Principle:Apache Druid Streaming Source Configuration
| Knowledge Sources | |
|---|---|
| Domains | Streaming_Ingestion, Data_Sampling |
| Last Updated | 2026-02-10 00:00 GMT |
Overview
A streaming-specific source configuration principle that establishes connectivity to message brokers (Kafka, Kinesis, Azure Event Hubs) and retrieves sample streaming data.
Description
Streaming Source Configuration is the entry point for creating streaming ingestion supervisors. Unlike batch sources that read finite files, streaming sources connect to continuously flowing message brokers. The configuration includes:
- Kafka: Bootstrap servers, topic, consumer properties (security protocol, SASL config)
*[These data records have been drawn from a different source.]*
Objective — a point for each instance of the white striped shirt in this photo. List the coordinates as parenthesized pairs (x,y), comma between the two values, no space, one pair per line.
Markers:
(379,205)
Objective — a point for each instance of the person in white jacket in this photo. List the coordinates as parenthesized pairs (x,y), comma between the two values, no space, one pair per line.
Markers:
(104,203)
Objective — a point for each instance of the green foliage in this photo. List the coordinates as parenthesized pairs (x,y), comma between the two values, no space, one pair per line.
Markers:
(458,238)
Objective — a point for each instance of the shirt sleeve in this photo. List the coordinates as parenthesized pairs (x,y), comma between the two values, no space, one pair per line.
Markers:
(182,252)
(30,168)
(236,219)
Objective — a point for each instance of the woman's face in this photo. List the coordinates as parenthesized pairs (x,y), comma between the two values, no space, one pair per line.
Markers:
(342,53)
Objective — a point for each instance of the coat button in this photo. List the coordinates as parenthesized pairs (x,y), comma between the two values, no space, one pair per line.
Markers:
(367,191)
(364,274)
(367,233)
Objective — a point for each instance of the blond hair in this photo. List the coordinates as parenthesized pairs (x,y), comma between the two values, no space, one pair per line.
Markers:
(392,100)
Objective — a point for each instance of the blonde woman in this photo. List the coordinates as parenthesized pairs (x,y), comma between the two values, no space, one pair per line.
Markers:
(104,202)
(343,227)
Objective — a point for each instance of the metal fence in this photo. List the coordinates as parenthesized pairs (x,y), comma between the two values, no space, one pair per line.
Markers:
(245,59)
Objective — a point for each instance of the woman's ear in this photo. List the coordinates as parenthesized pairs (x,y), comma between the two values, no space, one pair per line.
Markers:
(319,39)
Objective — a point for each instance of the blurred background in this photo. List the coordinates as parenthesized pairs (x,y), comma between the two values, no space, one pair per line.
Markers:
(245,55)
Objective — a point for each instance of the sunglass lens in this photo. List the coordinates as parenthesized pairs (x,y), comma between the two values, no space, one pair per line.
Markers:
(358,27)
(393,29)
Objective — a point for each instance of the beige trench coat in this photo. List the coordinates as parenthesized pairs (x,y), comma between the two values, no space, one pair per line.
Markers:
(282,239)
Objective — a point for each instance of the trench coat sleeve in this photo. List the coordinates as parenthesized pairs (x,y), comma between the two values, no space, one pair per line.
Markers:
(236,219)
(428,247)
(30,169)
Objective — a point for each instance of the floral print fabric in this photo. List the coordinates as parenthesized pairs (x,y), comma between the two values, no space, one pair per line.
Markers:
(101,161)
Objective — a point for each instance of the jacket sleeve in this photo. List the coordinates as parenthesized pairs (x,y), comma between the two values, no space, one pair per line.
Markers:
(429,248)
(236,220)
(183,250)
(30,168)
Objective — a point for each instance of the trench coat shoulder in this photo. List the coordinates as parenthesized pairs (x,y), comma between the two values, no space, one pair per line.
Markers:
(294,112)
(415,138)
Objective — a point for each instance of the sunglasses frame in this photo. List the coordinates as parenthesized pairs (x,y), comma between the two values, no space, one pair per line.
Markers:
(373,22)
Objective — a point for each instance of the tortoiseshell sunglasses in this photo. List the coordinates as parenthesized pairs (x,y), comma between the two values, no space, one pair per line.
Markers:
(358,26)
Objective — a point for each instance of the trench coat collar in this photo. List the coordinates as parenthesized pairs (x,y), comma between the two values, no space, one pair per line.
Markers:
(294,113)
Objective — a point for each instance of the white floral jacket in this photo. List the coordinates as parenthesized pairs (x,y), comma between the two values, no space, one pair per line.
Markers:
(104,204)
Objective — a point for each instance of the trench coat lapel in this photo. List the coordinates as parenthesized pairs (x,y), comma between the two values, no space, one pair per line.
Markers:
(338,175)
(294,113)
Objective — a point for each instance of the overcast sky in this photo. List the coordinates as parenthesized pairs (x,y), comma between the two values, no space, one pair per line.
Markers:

- Kinesis: AWS endpoint, stream name, region, access key/secret
- Azure Event Hubs: Uses Kafka protocol with SASL_SSL/PLAIN authentication
The sampler API reads a small batch of messages from the stream to preview the data format. Streaming sources also support metadata column parsing — extracting Kafka timestamps, headers, keys, or Kinesis partition keys as additional columns.
Usage
Use this principle at the start of any streaming ingestion supervisor creation workflow. It is functionally similar to the batch Source Connection principle but with streaming-specific connection parameters and metadata options.
Theoretical Basis
Streaming source configuration follows a broker sample-and-preview pattern:
Streaming connection:
Kafka: { bootstrap.servers, topic, consumerProperties }
Kinesis: { endpoint, stream, region, awsAccessKeyId, awsSecretAccessKey }
Sample request:
sampleForConnect(spec, sampleStrategy) → POST /druid/indexer/v1/sampler
Uses streaming-specific input format wrappers:
Kafka: { type: 'kafka', valueFormat: { type: 'regex', pattern: '(.*)' } }
Kinesis: { type: 'kinesis', valueFormat: { type: 'regex', pattern: '(.*)' } }
Metadata columns (optional):
Kafka: kafka.timestamp, kafka.header.*, kafka.key
Kinesis: kinesis.partitionKey, kinesis.timestamp